If you knew you had cancer right now, what would you do to assure you received the best care, the best practice, the best treatment? Would time matter? What cost matter? What would matter for you to obtain the best treatment? I interned in a medical center when I was in my counseling program and I was shocked after many blood lab results, MRIs, x-rays etc, patient showed no sign of physical injury despite big symptoms being mentioned. (btw these is a scary part of treatment because if not doing the inner work can lead to true illness, which is sad this is not being told to patients, they return years later with true diagnosis, because the body needs more toxic stress repeatedly in order to actually create disease). Another surprise was how many patients were not willing to see stress, trauma, and environmental situations were creating their somatic experiences.

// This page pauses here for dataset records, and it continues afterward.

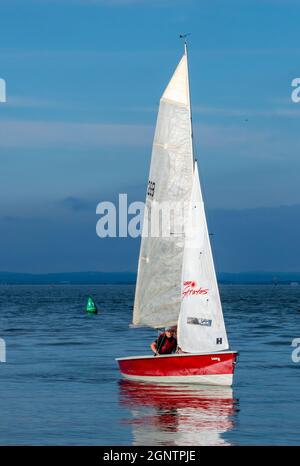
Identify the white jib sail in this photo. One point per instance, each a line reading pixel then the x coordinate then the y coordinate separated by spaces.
pixel 201 325
pixel 158 289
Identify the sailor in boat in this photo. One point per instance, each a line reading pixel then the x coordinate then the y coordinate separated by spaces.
pixel 166 343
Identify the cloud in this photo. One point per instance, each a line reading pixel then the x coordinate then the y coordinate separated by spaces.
pixel 31 102
pixel 281 112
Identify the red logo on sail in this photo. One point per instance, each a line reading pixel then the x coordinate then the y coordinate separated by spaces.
pixel 190 289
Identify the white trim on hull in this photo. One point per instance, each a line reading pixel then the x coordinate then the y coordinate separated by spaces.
pixel 224 380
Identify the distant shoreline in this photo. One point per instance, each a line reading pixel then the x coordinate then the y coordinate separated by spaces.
pixel 129 278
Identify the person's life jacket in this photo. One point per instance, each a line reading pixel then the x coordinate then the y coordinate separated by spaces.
pixel 166 345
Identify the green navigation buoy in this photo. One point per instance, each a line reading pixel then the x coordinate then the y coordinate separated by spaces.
pixel 91 306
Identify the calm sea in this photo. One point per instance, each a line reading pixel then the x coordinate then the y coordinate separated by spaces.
pixel 61 385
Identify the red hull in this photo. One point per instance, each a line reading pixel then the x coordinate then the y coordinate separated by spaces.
pixel 213 368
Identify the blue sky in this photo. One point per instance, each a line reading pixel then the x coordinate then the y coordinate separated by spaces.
pixel 83 84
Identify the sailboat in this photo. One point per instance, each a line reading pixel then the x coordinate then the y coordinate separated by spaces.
pixel 91 307
pixel 176 280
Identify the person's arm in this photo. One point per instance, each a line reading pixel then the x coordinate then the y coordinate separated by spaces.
pixel 153 346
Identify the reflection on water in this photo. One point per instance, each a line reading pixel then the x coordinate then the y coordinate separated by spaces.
pixel 178 415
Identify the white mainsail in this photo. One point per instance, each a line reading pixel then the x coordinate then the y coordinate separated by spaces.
pixel 176 280
pixel 157 296
pixel 201 325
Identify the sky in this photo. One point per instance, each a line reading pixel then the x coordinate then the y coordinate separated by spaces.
pixel 84 78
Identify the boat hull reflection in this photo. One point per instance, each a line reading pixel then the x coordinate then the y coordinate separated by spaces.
pixel 178 415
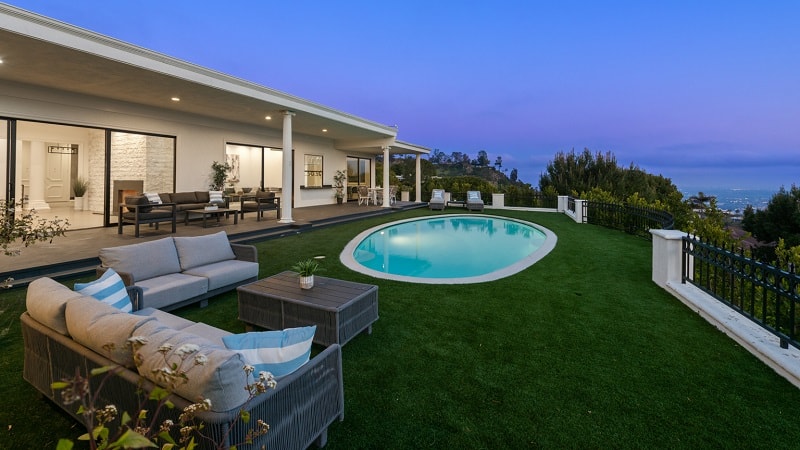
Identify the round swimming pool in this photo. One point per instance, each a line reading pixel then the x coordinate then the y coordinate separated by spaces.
pixel 454 249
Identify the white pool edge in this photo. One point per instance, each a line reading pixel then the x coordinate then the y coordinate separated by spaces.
pixel 550 240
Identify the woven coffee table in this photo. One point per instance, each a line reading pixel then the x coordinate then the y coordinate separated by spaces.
pixel 340 309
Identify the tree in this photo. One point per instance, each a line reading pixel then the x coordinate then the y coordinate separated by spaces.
pixel 26 228
pixel 483 159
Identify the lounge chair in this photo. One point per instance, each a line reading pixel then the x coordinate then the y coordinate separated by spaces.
pixel 437 199
pixel 474 201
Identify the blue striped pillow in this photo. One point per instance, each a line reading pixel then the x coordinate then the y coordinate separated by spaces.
pixel 109 289
pixel 278 352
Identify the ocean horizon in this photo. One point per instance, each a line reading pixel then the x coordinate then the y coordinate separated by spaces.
pixel 734 199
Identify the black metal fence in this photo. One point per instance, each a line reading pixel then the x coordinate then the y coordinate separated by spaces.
pixel 635 220
pixel 765 294
pixel 531 200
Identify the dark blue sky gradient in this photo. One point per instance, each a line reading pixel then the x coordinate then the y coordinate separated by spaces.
pixel 706 93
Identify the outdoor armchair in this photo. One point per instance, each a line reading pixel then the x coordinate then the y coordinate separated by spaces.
pixel 138 210
pixel 263 201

Many times, patients just wanted the pill, or surgery, anything rather "therapy," which in that setting was a 15 minute consult. Whether cultural or societal definitions, many would tell me, "I am not crazy." Recently, I had a client tell me during a support group, she was planning to leave because she just wanted to feel happy and not depressed. Not knowing happiness is already within you and depression is just a message informing to tend to the heart. The truth is, freedom comes from doing the inner work, soul heart surgery. Checking in with the heart and truly revealing it's aches and pains in order to release trauma or stress. Joy which has always been there, flows, happiness is seen easily without chasing it. There can be layers, and actually just like cancer, we can treat it and cancer may disappear after chemo treatments or perhaps we need to go deeper and have surgery or more treatments etc. The beauty of soul heart surgery is, it is less invasive, less expensive, and you can go as far as you want, depending what results you want!
I fell in love with myself, not just the nice things about me, like the funny side-(well what I find funny), the talents I consider to have, the passions, hobbies, but also the ugly parts of me, the parts of me who are bad or mean, the part of me who is scared, the risk-taker, the not-so wise, and many other parts and I befriended them all. When I want to judge them, I get to turn around and be compassionate because I recognize that part of me needs my attentions, needs my guidance, needs my support and most importantly my love. I no longer seek outside of me, because I have it all within me. I accept the duality of joy and grief, happy and sad, as they show up without needing to change my circumstance or feelings, just notice and love them all. My body is lighter, I worry less, I am ok with the unknown, I trust, and still exploring new benefits. I have me back!!!
Soul heart surgery has many steps, the first step is seeing all the parts of you, not to judge rather to get to know the many parts of you who create you. Like a tree, it is made of branches, leaves, roots, all forming the tree, our body does too, head, hands, belly, legs etc, we have different parts of us who create our energy, experiences, beliefs. As we get to know every aspect of us, we accept them as they are, listening in to their story, their age, their alliances and love them, support them, guide them with gentleness and compassion. Just like you would a child, or a puppy, or even a hurt limb, arm or a cancer patient, we treat them with gentleness, kindness, courage and love. How are you doing with your heart? Excited to hear about your journey!